All combinations of list wIthout itertools

Question

I'm trying to make a recursive function that finds all the combinations of a python list.

I want to input ['a','b','c'] in my function and as the function runs I want the trace to look like this:

   ['a','b','c']  
   ['['a','a'],['b','a'],['c','a']]      
   ['['a','a','b'],['b','a','b'],['c','a','b']]      
   ['['a','a','b','c'],['b','a','b','c'],['c','a','b','c']]

My recursive function looks like this:

def combo(lst,new_lst = []):
    for item in lst:
        new_lst.append([lst[0],item])
        print([lst[0],item])
    return combo(new_lst,lst[1:])

Answer 1

The right answer is that you should use itertools.combinations . But if for some reason you don't want to, and want to write a recursive function, you can use the following piece of code. It is an adaptation of the erlang way of generating combinations, so it may seem a bit weird at first:

def combinations(N, iterable):
    if not N:
        return [[]]
    if not iterable:
        return []

    head = [iterable[0]]
    tail = iterable[1:]
    new_comb = [ head + list_ for list_ in combinations(N - 1, tail) ]

    return new_comb + combinations(N, tail)

This a very elegant way of thinking of combinations of size N : you take the first element of an iterable ( head ) and combine it with smaller ( N-1 ) combinations of the rest of the iterable ( tail ). Then you add same size ( N ) combinations of the tail to that. That's how you get all possible combinations.

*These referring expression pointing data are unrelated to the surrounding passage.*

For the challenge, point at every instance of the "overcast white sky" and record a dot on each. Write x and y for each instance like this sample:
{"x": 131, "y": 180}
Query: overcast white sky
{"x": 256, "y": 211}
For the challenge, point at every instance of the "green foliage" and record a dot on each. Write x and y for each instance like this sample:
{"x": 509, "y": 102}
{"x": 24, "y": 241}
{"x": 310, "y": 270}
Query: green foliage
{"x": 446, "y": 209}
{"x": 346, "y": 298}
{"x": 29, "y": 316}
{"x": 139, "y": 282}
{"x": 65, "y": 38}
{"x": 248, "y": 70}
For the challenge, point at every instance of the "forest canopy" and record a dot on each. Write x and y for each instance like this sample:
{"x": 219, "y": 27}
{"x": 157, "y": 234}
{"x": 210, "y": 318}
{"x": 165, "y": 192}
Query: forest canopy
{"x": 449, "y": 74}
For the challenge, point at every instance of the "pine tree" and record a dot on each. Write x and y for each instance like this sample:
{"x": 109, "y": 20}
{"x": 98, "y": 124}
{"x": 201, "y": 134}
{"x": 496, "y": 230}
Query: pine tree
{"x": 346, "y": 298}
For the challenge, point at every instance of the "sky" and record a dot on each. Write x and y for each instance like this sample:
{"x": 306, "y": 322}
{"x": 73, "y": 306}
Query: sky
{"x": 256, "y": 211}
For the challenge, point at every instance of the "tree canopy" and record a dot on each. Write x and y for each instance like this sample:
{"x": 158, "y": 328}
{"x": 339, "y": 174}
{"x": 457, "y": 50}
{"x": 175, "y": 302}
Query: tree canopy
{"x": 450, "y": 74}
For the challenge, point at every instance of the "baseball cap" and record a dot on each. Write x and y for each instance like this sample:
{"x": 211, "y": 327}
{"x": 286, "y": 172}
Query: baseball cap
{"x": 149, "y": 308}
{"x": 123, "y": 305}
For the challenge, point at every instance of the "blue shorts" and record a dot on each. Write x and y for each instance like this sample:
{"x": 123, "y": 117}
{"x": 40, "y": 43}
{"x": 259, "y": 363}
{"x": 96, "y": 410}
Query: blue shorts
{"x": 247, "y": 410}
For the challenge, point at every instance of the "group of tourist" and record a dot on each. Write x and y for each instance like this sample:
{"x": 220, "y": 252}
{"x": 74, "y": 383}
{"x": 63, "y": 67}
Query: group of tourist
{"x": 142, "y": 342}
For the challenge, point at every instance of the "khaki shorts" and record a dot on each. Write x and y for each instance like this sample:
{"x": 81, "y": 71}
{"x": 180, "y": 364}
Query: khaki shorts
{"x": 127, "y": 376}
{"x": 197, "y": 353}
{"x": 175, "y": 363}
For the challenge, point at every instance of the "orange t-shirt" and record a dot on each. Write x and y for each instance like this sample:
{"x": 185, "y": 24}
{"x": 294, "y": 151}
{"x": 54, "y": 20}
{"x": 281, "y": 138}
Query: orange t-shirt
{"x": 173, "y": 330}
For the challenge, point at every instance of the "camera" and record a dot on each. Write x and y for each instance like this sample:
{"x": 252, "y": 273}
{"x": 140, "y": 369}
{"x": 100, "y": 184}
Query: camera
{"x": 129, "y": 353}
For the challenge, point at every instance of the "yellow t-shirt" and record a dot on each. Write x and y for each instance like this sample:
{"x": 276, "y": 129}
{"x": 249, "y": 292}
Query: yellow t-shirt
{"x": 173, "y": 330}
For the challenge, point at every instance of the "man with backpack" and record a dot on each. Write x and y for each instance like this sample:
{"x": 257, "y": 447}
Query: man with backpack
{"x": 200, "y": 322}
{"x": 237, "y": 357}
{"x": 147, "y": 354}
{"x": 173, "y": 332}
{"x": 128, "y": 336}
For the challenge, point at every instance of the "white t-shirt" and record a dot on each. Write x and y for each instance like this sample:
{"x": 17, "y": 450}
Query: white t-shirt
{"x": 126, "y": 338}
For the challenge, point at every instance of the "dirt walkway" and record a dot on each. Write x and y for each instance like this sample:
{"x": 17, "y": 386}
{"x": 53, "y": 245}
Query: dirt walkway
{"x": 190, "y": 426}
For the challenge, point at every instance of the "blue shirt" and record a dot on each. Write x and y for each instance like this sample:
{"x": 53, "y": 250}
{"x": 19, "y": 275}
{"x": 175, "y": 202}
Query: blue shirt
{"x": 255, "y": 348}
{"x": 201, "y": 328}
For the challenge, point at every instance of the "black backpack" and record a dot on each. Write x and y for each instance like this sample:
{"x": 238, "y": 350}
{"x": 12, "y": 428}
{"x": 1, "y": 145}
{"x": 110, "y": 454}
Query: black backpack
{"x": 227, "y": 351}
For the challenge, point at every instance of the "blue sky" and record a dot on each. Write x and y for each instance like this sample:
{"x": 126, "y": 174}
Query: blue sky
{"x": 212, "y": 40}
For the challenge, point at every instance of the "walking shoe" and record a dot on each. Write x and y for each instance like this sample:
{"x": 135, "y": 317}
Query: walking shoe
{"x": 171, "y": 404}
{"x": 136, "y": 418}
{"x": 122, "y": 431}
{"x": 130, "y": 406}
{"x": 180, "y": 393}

If you need all combinations, of all lengths you would do:

for n in range(1, len(iterable) + 1):
    print(combinations(n, iterable))

Answer 2

Seems that you want all the product of a list, you can use itertools.product within the following function to return a list of generators:

>>> from itertools import product
>>> def pro(li):
...       return [product(l,repeat=i) for i in range(2,len(l)+1)]
... 
>>> for i in pro(l):
...     print list(i)
... 
[('a', 'a'), ('a', 'b'), ('a', 'c'), ('b', 'a'), ('b', 'b'), ('b', 'c'), ('c', 'a'), ('c', 'b'), ('c', 'c')]
[('a', 'a', 'a'), ('a', 'a', 'b'), ('a', 'a', 'c'), ('a', 'b', 'a'), ('a', 'b', 'b'), ('a', 'b', 'c'), ('a', 'c', 'a'), ('a', 'c', 'b'), ('a', 'c', 'c'), ('b', 'a', 'a'), ('b', 'a', 'b'), ('b', 'a', 'c'), ('b', 'b', 'a'), ('b', 'b', 'b'), ('b', 'b', 'c'), ('b', 'c', 'a'), ('b', 'c', 'b'), ('b', 'c', 'c'), ('c', 'a', 'a'), ('c', 'a', 'b'), ('c', 'a', 'c'), ('c', 'b', 'a'), ('c', 'b', 'b'), ('c', 'b', 'c'), ('c', 'c', 'a'), ('c', 'c', 'b'), ('c', 'c', 'c')]